Methods and location of data processing
The Owner adopts appropriate security measures to prevent unauthorized access, disclosure, modification or destruction of personal data. The treatment is carried out by computer and / or telematic tools, with organizational methods and logic closely related to the purposes indicated. In addition to the Data Controller, in some cases, other subjects involved in the organization of this website (administrative, commercial, marketing, legal, system administrators) or external subjects (such as third party technical service providers, postal couriers, hosting providers, IT companies, communication agencies) also appointed, if necessary, as Data Processors by the Data Controller, may have access to the data. The updated list of data processors can always be requested from the Data Controller.
Legal basis of the treatment
The Data Controller processes personal data relating to the user if one of the following conditions exists:
- the user has given consent for one or more specific purposes. Note: in some jurisdictions, the Controller may be authorized to process personal data without the user’s consent or another of the legal bases specified below, until the user objects (“opts out”) of such processing. However, this does not apply if the processing of personal data is governed by European data protection legislation;
- the processing is necessary for the performance of a contract with the user and/or the execution of pre-contractual measures;
- the processing is necessary to comply with a legal obligation to which the Data Controller is subject;
- the processing is necessary for the performance of a task of public interest or for the exercise of public powers vested in the Data Controller;
- the processing is necessary for the pursuit of the legitimate interest of the Data Controller or of third parties.
However, it is always possible to ask the Data Controller to clarify the concrete legal basis of each processing and in particular to specify whether the processing is based on law, provided for by a contract or necessary to conclude a contract.

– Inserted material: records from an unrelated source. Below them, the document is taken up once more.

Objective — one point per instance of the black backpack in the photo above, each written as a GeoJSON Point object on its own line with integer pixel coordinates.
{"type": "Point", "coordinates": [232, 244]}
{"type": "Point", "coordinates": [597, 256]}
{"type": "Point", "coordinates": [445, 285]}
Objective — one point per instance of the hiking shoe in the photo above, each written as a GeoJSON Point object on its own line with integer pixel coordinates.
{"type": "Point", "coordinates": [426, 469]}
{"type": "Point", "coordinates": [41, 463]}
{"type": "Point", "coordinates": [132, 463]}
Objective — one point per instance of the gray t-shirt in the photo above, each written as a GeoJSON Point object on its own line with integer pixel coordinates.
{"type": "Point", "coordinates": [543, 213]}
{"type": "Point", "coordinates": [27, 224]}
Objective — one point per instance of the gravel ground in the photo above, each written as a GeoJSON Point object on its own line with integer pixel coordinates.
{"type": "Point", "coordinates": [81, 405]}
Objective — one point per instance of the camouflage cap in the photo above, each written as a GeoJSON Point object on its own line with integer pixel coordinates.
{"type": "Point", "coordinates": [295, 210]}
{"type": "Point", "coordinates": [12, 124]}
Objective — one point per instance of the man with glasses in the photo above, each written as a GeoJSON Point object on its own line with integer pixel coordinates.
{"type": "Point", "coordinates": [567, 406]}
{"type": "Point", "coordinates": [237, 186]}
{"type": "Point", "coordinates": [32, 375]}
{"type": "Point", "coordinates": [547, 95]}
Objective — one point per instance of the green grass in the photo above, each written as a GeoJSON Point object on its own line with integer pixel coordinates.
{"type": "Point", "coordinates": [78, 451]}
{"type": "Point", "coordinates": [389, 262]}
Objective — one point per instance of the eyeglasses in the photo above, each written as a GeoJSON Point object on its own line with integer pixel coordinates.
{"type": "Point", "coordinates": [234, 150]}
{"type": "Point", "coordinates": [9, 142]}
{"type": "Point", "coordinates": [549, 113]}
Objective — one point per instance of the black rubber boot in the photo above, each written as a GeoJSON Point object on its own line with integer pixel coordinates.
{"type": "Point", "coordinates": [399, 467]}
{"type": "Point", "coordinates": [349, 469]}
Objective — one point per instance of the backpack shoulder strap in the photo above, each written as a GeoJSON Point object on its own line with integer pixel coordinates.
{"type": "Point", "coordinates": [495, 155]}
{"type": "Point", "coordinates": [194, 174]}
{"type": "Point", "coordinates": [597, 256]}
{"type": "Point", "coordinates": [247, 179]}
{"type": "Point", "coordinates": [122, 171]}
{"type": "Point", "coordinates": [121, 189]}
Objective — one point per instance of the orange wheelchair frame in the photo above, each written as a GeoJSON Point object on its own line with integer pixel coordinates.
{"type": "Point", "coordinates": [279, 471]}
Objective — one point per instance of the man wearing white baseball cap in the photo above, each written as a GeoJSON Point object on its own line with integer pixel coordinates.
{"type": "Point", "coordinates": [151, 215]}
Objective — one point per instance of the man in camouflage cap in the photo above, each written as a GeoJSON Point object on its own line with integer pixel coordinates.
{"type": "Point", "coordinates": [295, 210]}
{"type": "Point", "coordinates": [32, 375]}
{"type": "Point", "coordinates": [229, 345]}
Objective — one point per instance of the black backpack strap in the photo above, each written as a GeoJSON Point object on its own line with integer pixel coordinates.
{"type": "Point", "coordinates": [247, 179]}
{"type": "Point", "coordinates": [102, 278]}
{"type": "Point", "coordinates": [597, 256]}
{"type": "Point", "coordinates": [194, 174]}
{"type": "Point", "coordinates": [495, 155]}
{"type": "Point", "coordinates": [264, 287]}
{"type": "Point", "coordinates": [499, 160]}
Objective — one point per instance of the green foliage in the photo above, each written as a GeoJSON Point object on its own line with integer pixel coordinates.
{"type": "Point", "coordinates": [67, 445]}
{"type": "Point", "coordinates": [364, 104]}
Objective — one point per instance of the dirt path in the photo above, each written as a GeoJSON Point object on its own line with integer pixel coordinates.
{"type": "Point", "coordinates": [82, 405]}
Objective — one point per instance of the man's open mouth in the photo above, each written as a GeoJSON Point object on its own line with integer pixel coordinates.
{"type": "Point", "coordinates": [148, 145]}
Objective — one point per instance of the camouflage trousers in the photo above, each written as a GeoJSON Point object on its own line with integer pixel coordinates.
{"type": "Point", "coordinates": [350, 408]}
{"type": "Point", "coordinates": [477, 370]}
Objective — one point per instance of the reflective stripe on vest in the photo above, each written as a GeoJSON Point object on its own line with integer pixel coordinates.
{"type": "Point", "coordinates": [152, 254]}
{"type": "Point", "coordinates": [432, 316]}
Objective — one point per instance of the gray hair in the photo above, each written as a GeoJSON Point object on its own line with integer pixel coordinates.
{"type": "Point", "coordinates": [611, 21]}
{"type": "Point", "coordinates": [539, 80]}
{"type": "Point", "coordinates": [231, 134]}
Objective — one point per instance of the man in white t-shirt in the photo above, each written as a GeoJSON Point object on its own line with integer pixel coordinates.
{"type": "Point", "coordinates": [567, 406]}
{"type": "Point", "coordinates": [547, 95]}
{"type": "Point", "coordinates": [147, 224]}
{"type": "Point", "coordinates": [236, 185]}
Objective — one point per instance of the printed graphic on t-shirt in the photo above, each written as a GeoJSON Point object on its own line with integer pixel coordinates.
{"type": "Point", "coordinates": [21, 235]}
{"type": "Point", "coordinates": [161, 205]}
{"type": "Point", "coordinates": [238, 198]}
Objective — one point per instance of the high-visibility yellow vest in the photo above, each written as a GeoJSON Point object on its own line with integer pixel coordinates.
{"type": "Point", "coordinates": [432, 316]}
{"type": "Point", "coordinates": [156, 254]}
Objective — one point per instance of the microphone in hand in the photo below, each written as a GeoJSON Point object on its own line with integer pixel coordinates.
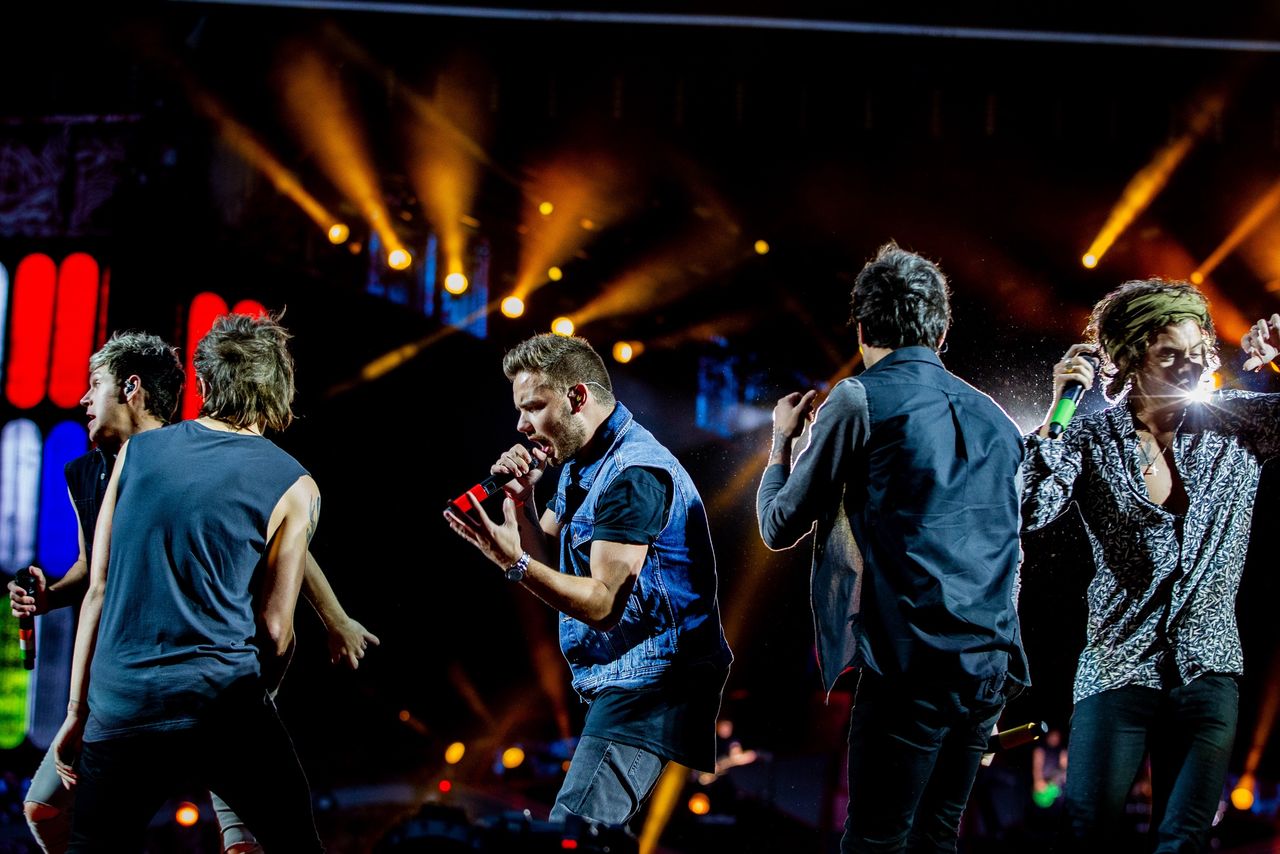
{"type": "Point", "coordinates": [490, 485]}
{"type": "Point", "coordinates": [1065, 407]}
{"type": "Point", "coordinates": [27, 625]}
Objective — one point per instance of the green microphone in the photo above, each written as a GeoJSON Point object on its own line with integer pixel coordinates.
{"type": "Point", "coordinates": [1065, 406]}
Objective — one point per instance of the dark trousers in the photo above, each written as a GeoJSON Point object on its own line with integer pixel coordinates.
{"type": "Point", "coordinates": [240, 749]}
{"type": "Point", "coordinates": [1187, 730]}
{"type": "Point", "coordinates": [914, 749]}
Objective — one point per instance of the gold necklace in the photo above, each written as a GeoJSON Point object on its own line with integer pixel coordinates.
{"type": "Point", "coordinates": [1150, 461]}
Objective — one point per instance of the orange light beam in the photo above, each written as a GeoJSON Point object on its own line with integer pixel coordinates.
{"type": "Point", "coordinates": [585, 185]}
{"type": "Point", "coordinates": [315, 103]}
{"type": "Point", "coordinates": [1144, 186]}
{"type": "Point", "coordinates": [1248, 223]}
{"type": "Point", "coordinates": [666, 795]}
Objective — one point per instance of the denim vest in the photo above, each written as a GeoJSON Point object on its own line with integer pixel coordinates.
{"type": "Point", "coordinates": [672, 616]}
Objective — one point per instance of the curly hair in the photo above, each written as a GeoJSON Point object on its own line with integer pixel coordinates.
{"type": "Point", "coordinates": [1124, 323]}
{"type": "Point", "coordinates": [152, 360]}
{"type": "Point", "coordinates": [247, 371]}
{"type": "Point", "coordinates": [900, 300]}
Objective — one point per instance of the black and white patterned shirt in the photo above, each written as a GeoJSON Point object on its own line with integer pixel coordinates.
{"type": "Point", "coordinates": [1162, 601]}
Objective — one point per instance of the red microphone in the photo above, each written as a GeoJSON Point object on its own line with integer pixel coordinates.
{"type": "Point", "coordinates": [492, 484]}
{"type": "Point", "coordinates": [27, 625]}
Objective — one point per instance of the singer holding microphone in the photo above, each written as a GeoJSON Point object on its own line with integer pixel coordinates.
{"type": "Point", "coordinates": [1165, 480]}
{"type": "Point", "coordinates": [912, 478]}
{"type": "Point", "coordinates": [624, 552]}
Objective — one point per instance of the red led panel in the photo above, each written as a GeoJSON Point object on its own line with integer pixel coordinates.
{"type": "Point", "coordinates": [250, 307]}
{"type": "Point", "coordinates": [205, 309]}
{"type": "Point", "coordinates": [31, 323]}
{"type": "Point", "coordinates": [73, 329]}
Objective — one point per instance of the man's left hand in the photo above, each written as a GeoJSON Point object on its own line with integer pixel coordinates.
{"type": "Point", "coordinates": [1261, 342]}
{"type": "Point", "coordinates": [499, 543]}
{"type": "Point", "coordinates": [791, 412]}
{"type": "Point", "coordinates": [348, 642]}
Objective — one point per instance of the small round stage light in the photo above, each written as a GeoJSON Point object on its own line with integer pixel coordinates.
{"type": "Point", "coordinates": [187, 813]}
{"type": "Point", "coordinates": [1242, 798]}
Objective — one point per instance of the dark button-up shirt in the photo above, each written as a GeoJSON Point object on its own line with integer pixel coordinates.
{"type": "Point", "coordinates": [1162, 598]}
{"type": "Point", "coordinates": [912, 478]}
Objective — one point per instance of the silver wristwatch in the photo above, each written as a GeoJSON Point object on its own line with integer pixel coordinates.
{"type": "Point", "coordinates": [516, 571]}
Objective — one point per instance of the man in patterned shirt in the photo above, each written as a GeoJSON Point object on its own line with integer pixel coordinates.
{"type": "Point", "coordinates": [1165, 480]}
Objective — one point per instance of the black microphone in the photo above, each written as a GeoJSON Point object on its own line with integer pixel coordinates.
{"type": "Point", "coordinates": [27, 625]}
{"type": "Point", "coordinates": [1065, 406]}
{"type": "Point", "coordinates": [488, 487]}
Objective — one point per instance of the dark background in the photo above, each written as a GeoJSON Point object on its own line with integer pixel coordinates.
{"type": "Point", "coordinates": [999, 156]}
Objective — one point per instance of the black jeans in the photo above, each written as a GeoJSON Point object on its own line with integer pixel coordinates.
{"type": "Point", "coordinates": [914, 749]}
{"type": "Point", "coordinates": [1188, 731]}
{"type": "Point", "coordinates": [240, 749]}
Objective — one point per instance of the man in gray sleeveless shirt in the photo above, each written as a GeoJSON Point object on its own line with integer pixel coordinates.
{"type": "Point", "coordinates": [135, 386]}
{"type": "Point", "coordinates": [201, 546]}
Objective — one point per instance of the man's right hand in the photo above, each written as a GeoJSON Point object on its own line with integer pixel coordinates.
{"type": "Point", "coordinates": [525, 465]}
{"type": "Point", "coordinates": [1075, 366]}
{"type": "Point", "coordinates": [28, 603]}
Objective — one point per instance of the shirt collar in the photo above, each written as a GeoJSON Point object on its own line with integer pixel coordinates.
{"type": "Point", "coordinates": [908, 355]}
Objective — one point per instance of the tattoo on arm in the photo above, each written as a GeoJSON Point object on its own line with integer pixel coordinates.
{"type": "Point", "coordinates": [314, 517]}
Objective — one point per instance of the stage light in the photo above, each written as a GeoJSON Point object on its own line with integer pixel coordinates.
{"type": "Point", "coordinates": [187, 814]}
{"type": "Point", "coordinates": [456, 283]}
{"type": "Point", "coordinates": [398, 259]}
{"type": "Point", "coordinates": [512, 758]}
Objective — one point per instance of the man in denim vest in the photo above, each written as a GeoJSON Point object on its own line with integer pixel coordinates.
{"type": "Point", "coordinates": [640, 624]}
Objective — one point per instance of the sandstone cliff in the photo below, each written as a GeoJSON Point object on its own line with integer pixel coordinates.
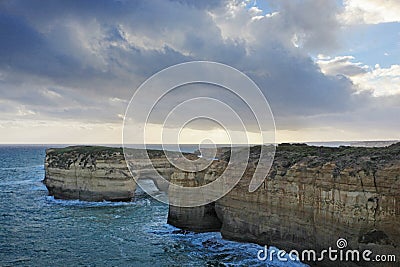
{"type": "Point", "coordinates": [311, 197]}
{"type": "Point", "coordinates": [88, 173]}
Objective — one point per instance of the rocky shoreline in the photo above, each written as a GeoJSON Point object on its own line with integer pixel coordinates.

Data is processed at the Controller’s operational headquarters and at any other location where the parties involved in the processing are located. For more information, please contact the Data Controller.
The user’s personal data may be transferred to a country other than the one in which the user is located. To obtain further information on the location of the processing, the user may refer to the section on details on the processing of personal data.
You have the right to obtain information about the legal basis for the transfer of data outside the European Union or to an international organization under public international law or formed by two or more countries, such as the UN, as well as the security measures taken by the Controller to protect the data.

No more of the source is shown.